Sergkov smiled some more. “I could’ve sent Privates Novak or Feng into the tanks,” he said, “but the Pariah seemed more appropriate, given the urgency of the situation.”
“That thing is Krell, Sergkov,” I argued.
Sergkov shrugged. “So? The alternative was to wait for you and Private Lopez to recover.” He nodded down at Lopez’s snivelling form. “With all due respect, I don’t think that Private Lopez is going to be fit to make another transition for a while.”
“I’m fine,” she managed. She tried to get to her feet, but the strain of that simple action showed on her face.
“You don’t look that way,” Sergkov said. “Had we waited, the shield battery might have become fully depleted.”
The Pariah was impervious, or at least resilient, to the energy discharge. From this angle, it looked like the XT was right in the middle of the miniature lightning storm—a fat spider in the heart of a web of light.
“It’s doing it…” Feng said, watching the readings on the SOC console. “Fucker is actually shutting the breach down.”
“And it knows which relay to shut down how?” I asked.
“Because I told it so,” Sergkov said. “The relay schematic isn’t complicated, and—”
“And you thought that telling the Krell how to fix, or sabotage, the Sante Fe was a good idea?”
Sergkov’s expression glassed over just a little. “We’re all on the same side now.”
“Tell that to the Hannover,” Novak said without humour.
The alarm that had been sounding since I’d decanted from the tank abruptly silenced. At the same time, the Pariah deactivated the relay. The vid-feed showed no motion save for the xeno’s twitching form, never quite at ease.
Sergkov stooped
over the console and activated a communication channel. Speaking into the mike, he said, “Santa Fe to Pariah. The relay is safe. You can come inside now.”
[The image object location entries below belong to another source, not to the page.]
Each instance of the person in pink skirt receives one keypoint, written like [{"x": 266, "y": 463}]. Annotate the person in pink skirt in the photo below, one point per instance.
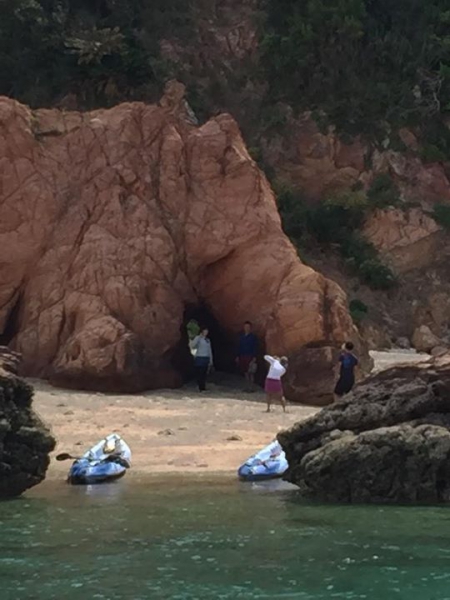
[{"x": 273, "y": 386}]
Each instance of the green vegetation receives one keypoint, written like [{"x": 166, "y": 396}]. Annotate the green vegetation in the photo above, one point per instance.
[
  {"x": 358, "y": 311},
  {"x": 383, "y": 192},
  {"x": 364, "y": 63},
  {"x": 100, "y": 50},
  {"x": 441, "y": 214},
  {"x": 335, "y": 224}
]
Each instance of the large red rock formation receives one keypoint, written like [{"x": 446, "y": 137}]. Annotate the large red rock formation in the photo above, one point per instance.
[{"x": 113, "y": 221}]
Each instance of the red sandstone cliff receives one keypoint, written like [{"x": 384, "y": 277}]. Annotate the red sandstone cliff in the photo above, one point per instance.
[{"x": 113, "y": 221}]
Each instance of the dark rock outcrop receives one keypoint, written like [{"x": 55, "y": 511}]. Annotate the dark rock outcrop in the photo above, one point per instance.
[
  {"x": 389, "y": 442},
  {"x": 25, "y": 442}
]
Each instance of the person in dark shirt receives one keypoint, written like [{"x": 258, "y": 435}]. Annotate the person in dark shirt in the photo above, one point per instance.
[
  {"x": 246, "y": 355},
  {"x": 346, "y": 379}
]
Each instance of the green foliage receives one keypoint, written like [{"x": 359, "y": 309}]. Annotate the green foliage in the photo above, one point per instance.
[
  {"x": 358, "y": 310},
  {"x": 430, "y": 153},
  {"x": 441, "y": 214},
  {"x": 101, "y": 50},
  {"x": 334, "y": 224},
  {"x": 383, "y": 192},
  {"x": 364, "y": 63}
]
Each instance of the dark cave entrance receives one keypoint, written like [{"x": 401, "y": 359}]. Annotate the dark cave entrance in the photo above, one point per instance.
[
  {"x": 12, "y": 323},
  {"x": 224, "y": 344}
]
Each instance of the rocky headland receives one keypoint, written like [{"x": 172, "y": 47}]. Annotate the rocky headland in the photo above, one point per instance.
[
  {"x": 124, "y": 222},
  {"x": 25, "y": 442},
  {"x": 388, "y": 442}
]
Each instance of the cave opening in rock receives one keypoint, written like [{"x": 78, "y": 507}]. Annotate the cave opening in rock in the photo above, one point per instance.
[
  {"x": 223, "y": 342},
  {"x": 12, "y": 323}
]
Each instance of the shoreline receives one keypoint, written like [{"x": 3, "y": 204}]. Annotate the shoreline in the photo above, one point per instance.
[
  {"x": 174, "y": 431},
  {"x": 168, "y": 431}
]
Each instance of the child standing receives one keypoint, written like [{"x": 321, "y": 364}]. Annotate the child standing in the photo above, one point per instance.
[{"x": 273, "y": 386}]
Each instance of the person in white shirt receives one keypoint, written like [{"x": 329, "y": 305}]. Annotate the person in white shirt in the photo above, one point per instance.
[
  {"x": 203, "y": 360},
  {"x": 273, "y": 386}
]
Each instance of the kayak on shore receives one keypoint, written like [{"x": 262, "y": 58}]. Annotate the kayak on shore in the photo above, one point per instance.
[
  {"x": 106, "y": 461},
  {"x": 268, "y": 463}
]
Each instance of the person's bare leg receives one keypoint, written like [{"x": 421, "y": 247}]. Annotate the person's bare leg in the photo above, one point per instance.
[{"x": 251, "y": 380}]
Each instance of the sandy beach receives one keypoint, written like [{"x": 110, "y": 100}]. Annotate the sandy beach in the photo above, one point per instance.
[
  {"x": 173, "y": 430},
  {"x": 168, "y": 430}
]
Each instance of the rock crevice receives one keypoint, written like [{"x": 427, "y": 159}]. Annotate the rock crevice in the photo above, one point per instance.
[{"x": 127, "y": 216}]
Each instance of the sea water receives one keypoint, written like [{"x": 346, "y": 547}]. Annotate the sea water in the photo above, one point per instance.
[{"x": 215, "y": 538}]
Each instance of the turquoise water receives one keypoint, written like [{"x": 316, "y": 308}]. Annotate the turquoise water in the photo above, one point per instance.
[{"x": 216, "y": 538}]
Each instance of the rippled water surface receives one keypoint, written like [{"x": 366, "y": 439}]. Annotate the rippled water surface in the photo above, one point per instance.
[{"x": 219, "y": 539}]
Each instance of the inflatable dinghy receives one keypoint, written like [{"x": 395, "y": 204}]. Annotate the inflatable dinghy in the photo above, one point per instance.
[
  {"x": 268, "y": 463},
  {"x": 106, "y": 461}
]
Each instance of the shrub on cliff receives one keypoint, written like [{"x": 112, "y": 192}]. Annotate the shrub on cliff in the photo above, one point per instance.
[
  {"x": 364, "y": 62},
  {"x": 441, "y": 214}
]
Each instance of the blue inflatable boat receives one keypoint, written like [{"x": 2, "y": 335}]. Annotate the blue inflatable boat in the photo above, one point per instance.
[
  {"x": 106, "y": 461},
  {"x": 268, "y": 463}
]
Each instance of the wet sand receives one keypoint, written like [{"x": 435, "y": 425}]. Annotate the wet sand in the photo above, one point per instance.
[
  {"x": 168, "y": 431},
  {"x": 173, "y": 430}
]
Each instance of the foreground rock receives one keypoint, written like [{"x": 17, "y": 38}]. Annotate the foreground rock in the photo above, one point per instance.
[
  {"x": 121, "y": 221},
  {"x": 390, "y": 442},
  {"x": 25, "y": 442}
]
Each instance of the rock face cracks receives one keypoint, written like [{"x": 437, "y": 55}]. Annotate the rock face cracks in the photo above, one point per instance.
[
  {"x": 389, "y": 443},
  {"x": 114, "y": 221}
]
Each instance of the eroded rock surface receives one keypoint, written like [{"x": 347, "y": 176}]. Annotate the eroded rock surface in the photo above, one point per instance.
[
  {"x": 120, "y": 219},
  {"x": 390, "y": 442},
  {"x": 25, "y": 442}
]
“We are moving,” came the machine-voiced response.
“Santa Fe out,” Sergkov said.
I shook my head in disbelief. “Now it has its own communicator as well?”
“That wasn’t my doing,” Sergkov said. “You can thank Dr. Skinner for that.”
“I would, but he’s dead.”
Sergkov rolled his bottom lip. “It repaired the shield projector. That could’ve been a major hindrance to this operation, and now it’s fixed.”
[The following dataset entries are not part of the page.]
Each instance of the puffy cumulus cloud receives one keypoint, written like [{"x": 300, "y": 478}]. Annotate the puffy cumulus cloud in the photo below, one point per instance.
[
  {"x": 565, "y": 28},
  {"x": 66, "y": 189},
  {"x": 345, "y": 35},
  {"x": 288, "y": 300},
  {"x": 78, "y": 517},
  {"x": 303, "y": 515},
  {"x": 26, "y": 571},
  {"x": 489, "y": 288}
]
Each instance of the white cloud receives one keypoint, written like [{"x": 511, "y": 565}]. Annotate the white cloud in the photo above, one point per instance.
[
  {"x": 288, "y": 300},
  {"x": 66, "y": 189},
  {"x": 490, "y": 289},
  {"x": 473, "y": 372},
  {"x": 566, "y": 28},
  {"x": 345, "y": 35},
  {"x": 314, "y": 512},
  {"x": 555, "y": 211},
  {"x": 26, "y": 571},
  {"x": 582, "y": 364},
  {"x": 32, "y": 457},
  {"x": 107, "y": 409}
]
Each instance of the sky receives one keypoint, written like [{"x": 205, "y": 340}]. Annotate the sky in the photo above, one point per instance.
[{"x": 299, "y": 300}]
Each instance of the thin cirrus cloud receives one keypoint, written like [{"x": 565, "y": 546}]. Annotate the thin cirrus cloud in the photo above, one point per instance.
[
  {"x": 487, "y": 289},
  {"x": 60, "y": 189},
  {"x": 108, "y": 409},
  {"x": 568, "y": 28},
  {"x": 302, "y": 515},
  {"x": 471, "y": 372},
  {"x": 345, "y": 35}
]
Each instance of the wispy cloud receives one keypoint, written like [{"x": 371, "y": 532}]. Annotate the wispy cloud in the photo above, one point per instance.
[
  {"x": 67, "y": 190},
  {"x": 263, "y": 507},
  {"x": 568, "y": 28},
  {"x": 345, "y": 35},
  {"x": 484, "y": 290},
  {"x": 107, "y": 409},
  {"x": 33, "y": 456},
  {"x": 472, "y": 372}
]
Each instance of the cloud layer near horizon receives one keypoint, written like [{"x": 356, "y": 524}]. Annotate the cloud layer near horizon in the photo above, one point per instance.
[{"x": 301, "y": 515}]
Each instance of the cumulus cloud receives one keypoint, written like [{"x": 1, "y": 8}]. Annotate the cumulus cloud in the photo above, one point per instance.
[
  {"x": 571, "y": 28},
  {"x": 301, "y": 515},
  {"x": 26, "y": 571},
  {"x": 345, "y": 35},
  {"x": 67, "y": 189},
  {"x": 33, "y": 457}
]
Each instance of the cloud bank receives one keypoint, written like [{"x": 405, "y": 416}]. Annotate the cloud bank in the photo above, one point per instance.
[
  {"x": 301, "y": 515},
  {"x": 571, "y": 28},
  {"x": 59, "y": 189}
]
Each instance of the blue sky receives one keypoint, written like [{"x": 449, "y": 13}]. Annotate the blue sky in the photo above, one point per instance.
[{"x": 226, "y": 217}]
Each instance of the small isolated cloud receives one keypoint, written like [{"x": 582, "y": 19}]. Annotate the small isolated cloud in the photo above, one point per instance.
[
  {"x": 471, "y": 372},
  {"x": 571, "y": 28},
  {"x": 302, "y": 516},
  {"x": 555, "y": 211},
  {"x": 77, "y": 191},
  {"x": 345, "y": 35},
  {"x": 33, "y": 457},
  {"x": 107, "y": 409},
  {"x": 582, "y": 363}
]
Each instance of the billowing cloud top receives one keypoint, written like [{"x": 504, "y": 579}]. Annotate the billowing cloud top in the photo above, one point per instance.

“That’s not my point!” I started.
“Then what is? The Krell War is over, Lieutenant. Things have changed.”
“So people keep telling me,” I said, sighing with annoyance and … something else?
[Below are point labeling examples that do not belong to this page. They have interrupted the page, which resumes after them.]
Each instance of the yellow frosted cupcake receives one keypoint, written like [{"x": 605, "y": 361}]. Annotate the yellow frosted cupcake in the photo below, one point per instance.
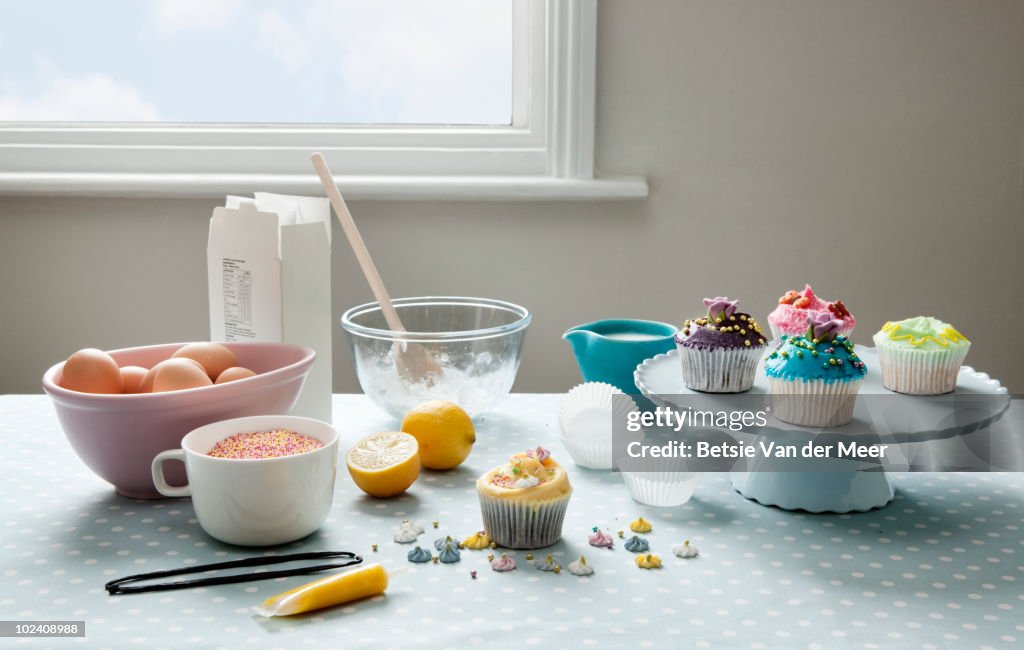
[{"x": 523, "y": 502}]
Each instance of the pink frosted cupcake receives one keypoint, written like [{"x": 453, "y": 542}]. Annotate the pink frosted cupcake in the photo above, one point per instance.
[{"x": 790, "y": 317}]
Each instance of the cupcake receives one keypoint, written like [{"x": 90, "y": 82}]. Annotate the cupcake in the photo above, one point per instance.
[
  {"x": 814, "y": 378},
  {"x": 921, "y": 356},
  {"x": 720, "y": 351},
  {"x": 523, "y": 502},
  {"x": 790, "y": 317}
]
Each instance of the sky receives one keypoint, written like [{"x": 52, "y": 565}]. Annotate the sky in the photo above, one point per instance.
[{"x": 307, "y": 61}]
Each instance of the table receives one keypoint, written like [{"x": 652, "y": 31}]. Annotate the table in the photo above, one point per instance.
[{"x": 942, "y": 566}]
I hated to admit it, but was Major Sergkov right? I was angry with myself. I didn’t want to understand why or how the Pariah had just helped us, because I was part of the old world.
Sergkov straightened his uniform. “As you were, troopers.”
I watched in silence as he left the SOC.
“Major is one arrogant prick,” Feng said, eyes still on the monitors, the Pariah now clambering back into the airlock and aboard the ship.
I looked around the SOC. “Where’s Corporal Riggs?”
Novak slung a thumb towards the hatch. “Down in shuttle bay. Said wanted to see you.”
CHAPTER EIGHTEEN
THE SHUTTLE
Despite the air-scrubbers working at maximum power, the ship’s corridors had started to develop an unpleasant odour. Maybe it was mental rather than olfactory, a by-product of my natural antipathy towards the Krell, but the whole ship smelled like fish. That was all I could think as I wandered into the shuttle bay.
“Hello?” I called.
My voice echoed around the hold, bounced off the metal walls. It was dark, the rectangle of light behind me cutting a shape across the polished deck. The Warhawk shuttle sat alone on the apron, ready for launch. Behind me, the hatch that led back into the Santa Fe hummed shut.
Scratch the dark. Place was lit. The Warhawk’s portside access hatch was open, spilling a soft glow that barely illuminated the hangar.